6. What do you hope you will have LEARNED in Pre-Calculus by the end of the school year?

"I want to learn how to solve math problems in the quickest ways possible. I also want to explore different forms of calculators and their functions."

"I hope at the end of the year I learn how to solve my problems, without errors or depending on anyone for help."

"Pre-Calculus should teach students more advanced forms of mathematics, past the formulas and equations. Pre-Calc is a dreaded class by some, but can be helpful in certain professions."

"I really want to know how some advanced math could be used to solve everyday problems, so if it is just the same old stuff revisited from last year at least show us how it applies to real life."

"I honestly just hope to learn something new in Pre-Calculus. I want more challenging problems so I can have more math skills."

"A way to understand Calculus without being a mindless zombie to the textbook. Well, understand enough to understand college Calculus."

"I hope that I have learned new formulas and learned them well."

"Hopefully I will be able to pass."

"I hope that I will have learned to explain my reasoning with most of my math problems, thus broadening my horizon on how to be a good teacher."

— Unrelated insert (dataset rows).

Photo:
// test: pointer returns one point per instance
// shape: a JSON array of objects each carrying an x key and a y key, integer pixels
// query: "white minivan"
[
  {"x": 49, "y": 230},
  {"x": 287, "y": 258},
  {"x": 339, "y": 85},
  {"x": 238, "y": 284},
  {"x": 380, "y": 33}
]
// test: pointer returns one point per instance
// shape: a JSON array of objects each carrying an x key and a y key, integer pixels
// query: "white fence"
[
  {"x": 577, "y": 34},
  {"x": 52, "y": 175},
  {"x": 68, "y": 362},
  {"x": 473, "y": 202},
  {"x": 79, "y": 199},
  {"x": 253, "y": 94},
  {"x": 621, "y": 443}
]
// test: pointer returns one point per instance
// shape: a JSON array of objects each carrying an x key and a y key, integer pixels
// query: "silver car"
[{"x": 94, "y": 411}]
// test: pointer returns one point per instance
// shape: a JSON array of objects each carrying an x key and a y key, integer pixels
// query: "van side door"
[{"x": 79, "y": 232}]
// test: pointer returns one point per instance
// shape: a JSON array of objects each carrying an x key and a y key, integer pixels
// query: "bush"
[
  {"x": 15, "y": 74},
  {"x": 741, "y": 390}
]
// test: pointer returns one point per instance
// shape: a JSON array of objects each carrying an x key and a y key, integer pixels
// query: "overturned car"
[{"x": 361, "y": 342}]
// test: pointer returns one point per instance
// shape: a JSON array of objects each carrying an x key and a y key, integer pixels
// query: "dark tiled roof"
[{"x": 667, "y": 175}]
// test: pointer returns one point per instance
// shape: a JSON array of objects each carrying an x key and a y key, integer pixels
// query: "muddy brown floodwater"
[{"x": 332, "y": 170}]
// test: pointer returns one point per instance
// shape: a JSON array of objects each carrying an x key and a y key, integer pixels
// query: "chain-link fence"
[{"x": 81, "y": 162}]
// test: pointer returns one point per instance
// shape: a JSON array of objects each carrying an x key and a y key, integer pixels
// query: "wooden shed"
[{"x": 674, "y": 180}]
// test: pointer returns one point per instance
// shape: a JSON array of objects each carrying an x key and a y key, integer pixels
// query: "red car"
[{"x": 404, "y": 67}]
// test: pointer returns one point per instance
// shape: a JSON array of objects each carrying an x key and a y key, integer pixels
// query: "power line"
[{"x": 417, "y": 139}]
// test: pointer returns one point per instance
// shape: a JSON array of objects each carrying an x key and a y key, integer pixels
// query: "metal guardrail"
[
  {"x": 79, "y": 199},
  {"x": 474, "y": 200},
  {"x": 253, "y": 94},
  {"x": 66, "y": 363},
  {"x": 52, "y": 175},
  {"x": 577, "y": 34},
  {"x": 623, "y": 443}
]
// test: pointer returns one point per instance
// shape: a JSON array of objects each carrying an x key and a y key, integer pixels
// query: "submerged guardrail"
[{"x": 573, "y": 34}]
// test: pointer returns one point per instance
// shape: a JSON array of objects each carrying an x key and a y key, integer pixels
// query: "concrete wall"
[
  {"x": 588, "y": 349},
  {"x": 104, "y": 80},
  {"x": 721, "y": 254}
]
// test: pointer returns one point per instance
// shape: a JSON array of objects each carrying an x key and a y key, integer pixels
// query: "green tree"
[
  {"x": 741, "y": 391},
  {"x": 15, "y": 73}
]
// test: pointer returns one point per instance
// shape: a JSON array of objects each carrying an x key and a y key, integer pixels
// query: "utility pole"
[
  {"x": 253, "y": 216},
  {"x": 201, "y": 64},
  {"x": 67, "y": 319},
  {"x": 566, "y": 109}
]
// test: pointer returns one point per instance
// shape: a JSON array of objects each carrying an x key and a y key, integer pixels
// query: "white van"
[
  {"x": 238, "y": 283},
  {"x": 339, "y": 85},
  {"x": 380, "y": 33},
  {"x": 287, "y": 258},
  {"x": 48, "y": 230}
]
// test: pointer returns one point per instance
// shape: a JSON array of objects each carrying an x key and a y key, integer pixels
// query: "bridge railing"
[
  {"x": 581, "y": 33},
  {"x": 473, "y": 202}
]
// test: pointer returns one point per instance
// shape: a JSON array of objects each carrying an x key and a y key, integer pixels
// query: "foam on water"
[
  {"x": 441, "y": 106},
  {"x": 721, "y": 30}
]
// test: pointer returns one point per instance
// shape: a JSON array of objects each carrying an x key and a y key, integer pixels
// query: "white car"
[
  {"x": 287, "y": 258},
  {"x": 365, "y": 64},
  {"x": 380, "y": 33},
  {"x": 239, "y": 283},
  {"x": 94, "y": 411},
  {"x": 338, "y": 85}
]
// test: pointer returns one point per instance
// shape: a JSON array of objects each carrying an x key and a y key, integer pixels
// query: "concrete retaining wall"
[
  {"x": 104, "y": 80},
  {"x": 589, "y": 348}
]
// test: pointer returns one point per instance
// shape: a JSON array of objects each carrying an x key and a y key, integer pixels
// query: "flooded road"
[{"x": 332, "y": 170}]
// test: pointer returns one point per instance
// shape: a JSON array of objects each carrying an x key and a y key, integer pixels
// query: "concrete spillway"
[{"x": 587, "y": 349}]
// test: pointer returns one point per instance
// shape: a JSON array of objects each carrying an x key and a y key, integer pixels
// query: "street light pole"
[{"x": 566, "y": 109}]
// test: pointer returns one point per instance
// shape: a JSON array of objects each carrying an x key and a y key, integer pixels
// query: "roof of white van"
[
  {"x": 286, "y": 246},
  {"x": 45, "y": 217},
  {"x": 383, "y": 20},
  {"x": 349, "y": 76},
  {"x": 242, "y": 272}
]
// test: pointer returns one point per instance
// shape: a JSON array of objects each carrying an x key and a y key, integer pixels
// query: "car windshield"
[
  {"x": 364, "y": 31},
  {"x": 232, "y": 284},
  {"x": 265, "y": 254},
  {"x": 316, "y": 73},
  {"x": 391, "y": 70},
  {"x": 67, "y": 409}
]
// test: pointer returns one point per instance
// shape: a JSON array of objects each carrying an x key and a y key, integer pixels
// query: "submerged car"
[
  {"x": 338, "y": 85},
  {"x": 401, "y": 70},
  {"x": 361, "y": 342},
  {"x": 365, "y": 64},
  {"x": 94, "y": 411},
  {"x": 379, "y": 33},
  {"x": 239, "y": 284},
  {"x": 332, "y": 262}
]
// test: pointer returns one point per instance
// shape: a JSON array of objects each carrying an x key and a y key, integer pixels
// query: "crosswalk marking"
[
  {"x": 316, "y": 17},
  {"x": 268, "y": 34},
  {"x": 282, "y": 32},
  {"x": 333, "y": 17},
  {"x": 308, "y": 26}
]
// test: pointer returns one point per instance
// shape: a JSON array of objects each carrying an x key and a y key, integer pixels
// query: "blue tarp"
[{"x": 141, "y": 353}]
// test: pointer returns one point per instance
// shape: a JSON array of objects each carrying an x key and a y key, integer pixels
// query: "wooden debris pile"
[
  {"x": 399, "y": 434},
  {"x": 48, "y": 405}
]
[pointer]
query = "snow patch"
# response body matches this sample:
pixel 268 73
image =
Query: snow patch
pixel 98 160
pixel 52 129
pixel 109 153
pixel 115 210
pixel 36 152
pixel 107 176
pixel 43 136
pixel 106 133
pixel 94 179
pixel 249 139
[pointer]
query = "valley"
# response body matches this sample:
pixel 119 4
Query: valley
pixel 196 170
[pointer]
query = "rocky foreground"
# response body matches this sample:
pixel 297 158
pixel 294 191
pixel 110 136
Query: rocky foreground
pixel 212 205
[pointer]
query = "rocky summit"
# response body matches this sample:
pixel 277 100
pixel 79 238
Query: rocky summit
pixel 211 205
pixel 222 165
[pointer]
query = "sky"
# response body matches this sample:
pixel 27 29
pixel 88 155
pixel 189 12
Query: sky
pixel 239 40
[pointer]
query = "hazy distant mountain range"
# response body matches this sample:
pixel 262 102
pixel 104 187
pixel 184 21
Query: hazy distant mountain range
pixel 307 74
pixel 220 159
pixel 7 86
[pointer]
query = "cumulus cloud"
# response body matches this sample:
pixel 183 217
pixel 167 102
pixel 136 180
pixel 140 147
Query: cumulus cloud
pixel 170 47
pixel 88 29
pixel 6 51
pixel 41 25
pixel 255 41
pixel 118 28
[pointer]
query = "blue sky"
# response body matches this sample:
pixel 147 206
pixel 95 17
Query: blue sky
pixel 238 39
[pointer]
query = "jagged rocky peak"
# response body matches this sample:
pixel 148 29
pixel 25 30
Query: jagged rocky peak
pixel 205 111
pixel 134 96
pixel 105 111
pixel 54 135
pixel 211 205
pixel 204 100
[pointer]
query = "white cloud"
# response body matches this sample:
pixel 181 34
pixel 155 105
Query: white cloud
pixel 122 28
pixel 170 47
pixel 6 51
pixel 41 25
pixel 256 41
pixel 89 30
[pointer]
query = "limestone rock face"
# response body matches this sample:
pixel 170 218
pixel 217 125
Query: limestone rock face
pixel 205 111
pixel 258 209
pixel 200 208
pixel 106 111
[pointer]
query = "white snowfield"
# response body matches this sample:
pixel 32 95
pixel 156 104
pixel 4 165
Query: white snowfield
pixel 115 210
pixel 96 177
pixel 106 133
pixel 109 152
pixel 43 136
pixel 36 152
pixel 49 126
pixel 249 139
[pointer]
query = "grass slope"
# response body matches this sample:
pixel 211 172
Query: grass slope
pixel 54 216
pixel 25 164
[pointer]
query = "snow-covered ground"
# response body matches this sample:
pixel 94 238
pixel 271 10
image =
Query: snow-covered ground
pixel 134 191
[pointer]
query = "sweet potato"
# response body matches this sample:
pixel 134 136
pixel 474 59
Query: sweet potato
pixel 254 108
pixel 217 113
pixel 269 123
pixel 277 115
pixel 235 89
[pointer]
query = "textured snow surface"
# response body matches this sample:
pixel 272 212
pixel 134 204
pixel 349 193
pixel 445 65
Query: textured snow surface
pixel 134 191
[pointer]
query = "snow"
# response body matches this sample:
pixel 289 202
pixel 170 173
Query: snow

7. What do you hope you will have EXPERIENCED in Pre-Calculus by the end of the school year?

"I hope to experience an even greater understanding of math as well as enjoy it more. It's currently my favorite subject, so I believe that most, if not all, of my experiences will be positive in this class."

"I hope that I will experience how to speak mathematics in a different kind of language than what I usually use when I explain a solution to a problem."

"Uhm, what am I SUPPOSED to have experienced? I don't really have any hope for anything in this class."

"By the end of the year I hope to have experienced how to deal with stress when it comes to math. Math has always been my worst subject and I get stressed a lot while doing math."

"I hope to experience new things and different ways of solving problems."

"I really don't know. Surprise me."

"I hope to experience what it will be like to use math in the real world, such as: taxes, sales, etc."

"I hope to have experienced the questions that make you sweat, and look back in your notes to figure out. I love puzzles and math and I love a challenge so I want to experience a good challenge in a math course. I want to be able to help others with their homework and also be able to say I had the best Pre-Calc teacher in high school history." (Geez, no pressure there, right?)


While I definitely don't think this first day of school was the greatest, I did end up getting a lot of really thoughtful responses to these questions (again, way too many to list). The attitudes and views of my students towards math definitely cover a wide spectrum this year. I'm really encouraged by the number of students who said they're craving challenge. I love it. I hope I can deliver.

We're starting a group task by the end of the week. I'm going to try grouping students so that each group member has a certain level of confidence in talking about math, writing about math, or just doing math. I may also group them by how they responded to the written questions. We'll see how it goes.

It will be interesting to see how the students answer these questions in May. I hope that more of them will see "doing math" in terms of problem-solving, constructing arguments, modeling, looking for structure, and so on.

And so a new school year begins. Allons-y!